When the faith community tolls a memorial bell, it rings 28 times, to include Lanza and his mother, Nancy, who he killed before wrecking his havoc at the school.
“They were members of our community,” says Kristen Switzer, associate pastor of youth and mission at Newtown Congregational Church. “We choose love over hate. We choose forgiveness over hate. We choose community over brokenness.”
When you are in the “depth of despair” from the mass killing that changed their town forever, “there is literally nothing left to do but love,” said Switzer. She was attending the God and Guns 2016 conference at Riverside Church in New York City Oct. 7, a conference to equip church leaders to work against gun violence.
“Newtown” came up at least every hour in conversation and plenary sessions as an example of mass killing with weapons that should not be in the public domain and for positive community response.
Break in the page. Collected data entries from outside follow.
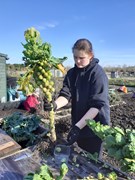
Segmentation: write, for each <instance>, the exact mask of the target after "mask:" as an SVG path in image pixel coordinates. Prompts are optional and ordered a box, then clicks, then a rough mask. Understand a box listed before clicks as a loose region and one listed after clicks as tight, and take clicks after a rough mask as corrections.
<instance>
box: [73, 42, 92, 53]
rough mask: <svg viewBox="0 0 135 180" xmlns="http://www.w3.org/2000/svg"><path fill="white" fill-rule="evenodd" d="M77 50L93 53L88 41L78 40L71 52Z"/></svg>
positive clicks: (90, 46)
mask: <svg viewBox="0 0 135 180" xmlns="http://www.w3.org/2000/svg"><path fill="white" fill-rule="evenodd" d="M75 49H77V50H84V51H86V52H88V53H89V52H93V48H92V43H91V42H90V41H89V40H88V39H78V40H77V41H76V42H75V44H74V46H73V47H72V52H73V51H74V50H75Z"/></svg>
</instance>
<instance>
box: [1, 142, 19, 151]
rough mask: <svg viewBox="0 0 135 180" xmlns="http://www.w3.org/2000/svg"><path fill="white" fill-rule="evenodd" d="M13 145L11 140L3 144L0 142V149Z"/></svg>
mask: <svg viewBox="0 0 135 180" xmlns="http://www.w3.org/2000/svg"><path fill="white" fill-rule="evenodd" d="M14 145H15V143H14V142H13V141H10V142H7V143H5V144H0V151H1V150H4V149H6V148H8V147H11V146H14Z"/></svg>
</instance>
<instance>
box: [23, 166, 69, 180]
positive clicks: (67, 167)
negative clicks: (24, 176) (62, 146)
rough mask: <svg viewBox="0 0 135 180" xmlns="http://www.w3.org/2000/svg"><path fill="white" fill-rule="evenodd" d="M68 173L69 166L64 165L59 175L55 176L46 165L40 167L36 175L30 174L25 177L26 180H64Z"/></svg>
mask: <svg viewBox="0 0 135 180" xmlns="http://www.w3.org/2000/svg"><path fill="white" fill-rule="evenodd" d="M67 172H68V166H67V165H66V164H65V163H63V164H62V165H61V166H60V172H59V175H57V176H54V175H53V172H52V171H51V170H50V168H49V167H48V166H47V165H46V164H44V165H42V166H41V167H40V170H39V171H36V172H35V173H28V175H26V176H25V177H24V180H63V178H64V177H65V175H66V174H67Z"/></svg>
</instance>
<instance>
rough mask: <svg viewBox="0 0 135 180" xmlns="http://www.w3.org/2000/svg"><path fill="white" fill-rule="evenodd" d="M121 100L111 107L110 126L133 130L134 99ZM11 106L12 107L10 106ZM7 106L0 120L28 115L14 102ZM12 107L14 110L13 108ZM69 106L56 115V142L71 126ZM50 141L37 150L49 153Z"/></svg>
mask: <svg viewBox="0 0 135 180" xmlns="http://www.w3.org/2000/svg"><path fill="white" fill-rule="evenodd" d="M120 95H121V98H122V102H121V103H120V104H118V105H113V106H111V125H112V126H119V127H121V128H123V129H127V128H130V129H135V98H132V94H130V93H129V94H120ZM11 104H12V105H11ZM11 104H10V105H9V103H8V104H7V106H5V107H3V108H2V107H1V106H2V104H1V106H0V107H1V108H0V119H2V118H3V117H6V116H8V115H11V114H12V113H13V112H17V111H19V112H20V111H21V112H23V113H24V114H25V115H27V114H29V113H28V112H26V111H25V110H20V109H17V107H18V102H14V103H11ZM13 107H14V108H13ZM70 111H71V109H70V106H69V107H67V108H64V109H61V110H60V111H58V112H57V113H56V126H55V128H56V133H57V139H58V142H57V143H59V142H61V141H63V140H65V139H66V137H67V134H68V132H69V130H70V126H71V122H70V119H71V116H70ZM40 115H41V113H40ZM41 116H42V118H43V119H46V121H47V116H48V113H47V112H46V113H43V114H42V115H41ZM50 142H51V141H50V140H48V142H40V143H39V146H38V148H39V147H40V149H39V150H40V151H41V150H43V151H44V152H47V151H48V152H51V150H52V147H51V146H52V144H51V143H50ZM103 160H105V161H106V162H109V163H110V164H112V165H113V166H114V167H118V163H117V162H116V161H115V160H114V159H112V158H110V157H108V156H107V155H106V154H104V155H103Z"/></svg>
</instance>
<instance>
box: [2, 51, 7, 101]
mask: <svg viewBox="0 0 135 180" xmlns="http://www.w3.org/2000/svg"><path fill="white" fill-rule="evenodd" d="M6 60H8V57H7V55H6V54H2V53H0V102H1V103H3V102H6V101H7V77H6Z"/></svg>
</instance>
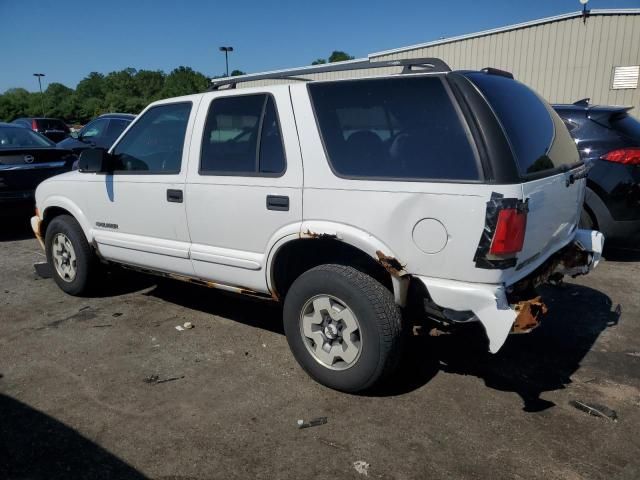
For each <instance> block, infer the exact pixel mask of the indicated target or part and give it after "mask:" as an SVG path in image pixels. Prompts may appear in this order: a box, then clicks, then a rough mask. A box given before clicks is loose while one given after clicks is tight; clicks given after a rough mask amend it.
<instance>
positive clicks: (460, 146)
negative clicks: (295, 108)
mask: <svg viewBox="0 0 640 480" xmlns="http://www.w3.org/2000/svg"><path fill="white" fill-rule="evenodd" d="M308 88H309V92H310V94H311V99H312V102H313V106H314V109H315V112H316V116H317V120H318V125H319V127H320V132H321V134H322V138H323V141H324V145H325V148H326V152H327V155H328V157H329V162H330V163H331V166H332V167H333V170H334V171H335V173H336V174H338V175H340V176H344V177H349V178H380V179H386V178H388V179H399V180H453V181H457V180H459V181H477V180H478V179H479V178H480V173H479V168H478V162H477V159H476V156H475V154H474V150H473V148H472V147H471V144H470V141H469V136H468V135H467V132H466V130H465V128H464V127H463V124H462V122H461V120H460V117H459V115H458V113H457V112H456V109H455V107H454V105H453V104H452V102H451V99H450V97H449V95H448V94H447V91H446V89H445V87H444V85H443V83H442V80H441V79H440V77H435V76H430V77H427V76H424V77H417V78H391V79H390V78H385V79H372V80H355V81H342V82H332V83H315V84H311V85H309V87H308Z"/></svg>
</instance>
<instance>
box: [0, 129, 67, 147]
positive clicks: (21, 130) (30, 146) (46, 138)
mask: <svg viewBox="0 0 640 480" xmlns="http://www.w3.org/2000/svg"><path fill="white" fill-rule="evenodd" d="M55 146H56V144H55V143H53V142H52V141H51V140H49V139H48V138H46V137H44V136H42V135H39V134H37V133H35V132H34V131H32V130H27V129H26V128H22V127H0V148H29V147H55Z"/></svg>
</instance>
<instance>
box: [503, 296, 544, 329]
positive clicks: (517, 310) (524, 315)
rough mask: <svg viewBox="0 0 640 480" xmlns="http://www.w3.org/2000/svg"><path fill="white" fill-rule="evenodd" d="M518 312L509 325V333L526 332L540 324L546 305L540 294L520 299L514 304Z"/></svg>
mask: <svg viewBox="0 0 640 480" xmlns="http://www.w3.org/2000/svg"><path fill="white" fill-rule="evenodd" d="M513 308H514V310H515V311H516V312H518V316H517V317H516V320H515V322H513V326H512V327H511V333H528V332H530V331H531V330H533V329H534V328H536V327H537V326H538V325H540V319H541V317H542V316H543V315H544V314H546V313H547V310H548V309H547V306H546V305H545V304H544V302H543V301H542V297H541V296H539V295H538V296H537V297H534V298H531V299H529V300H521V301H519V302H518V303H516V304H515V305H514V307H513Z"/></svg>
But that day is a “constant” for Switzer, who grew up in Newtown and attended Sandy Hook school.
“When I get together with friends we know we will end up talking about it. The memory is relentless.”
And yet, she and Newtown friends feel they live in an alternate reality. Their past and future is heavily linked to that day and every step, corner, sign, shrine and memorial in town reminds them of #WeAreNewtown or #NewtownStrong. They know the rest of the world has moved on.
“We’re always thinking about that day,” Switzer says. “And no one else is.”
Switzer was not living in Newtown on that fateful day, but she came quickly to volunteer. The church and community were flooded with donations and communiqués from across the globe. She sorted goods and sifted through emails, passing on those that required attention.
“One day I looked up and people from the Amish community where five girls had been killed at school [in 2006] were there. They had driven to see us. That’s when I realized the depth of our situation.”
That’s when she knew Newtown would be dealing with the aftermath for many years.
Today Switzer is a youth and mission pastor in her hometown, which itself has a mission: to end gun violence once and for all.
“We are all responsible for the state of our nation, good and bad,” she says. “We don’t have the privilege of being silent anymore. You must get active before it happens in your community … because it will.”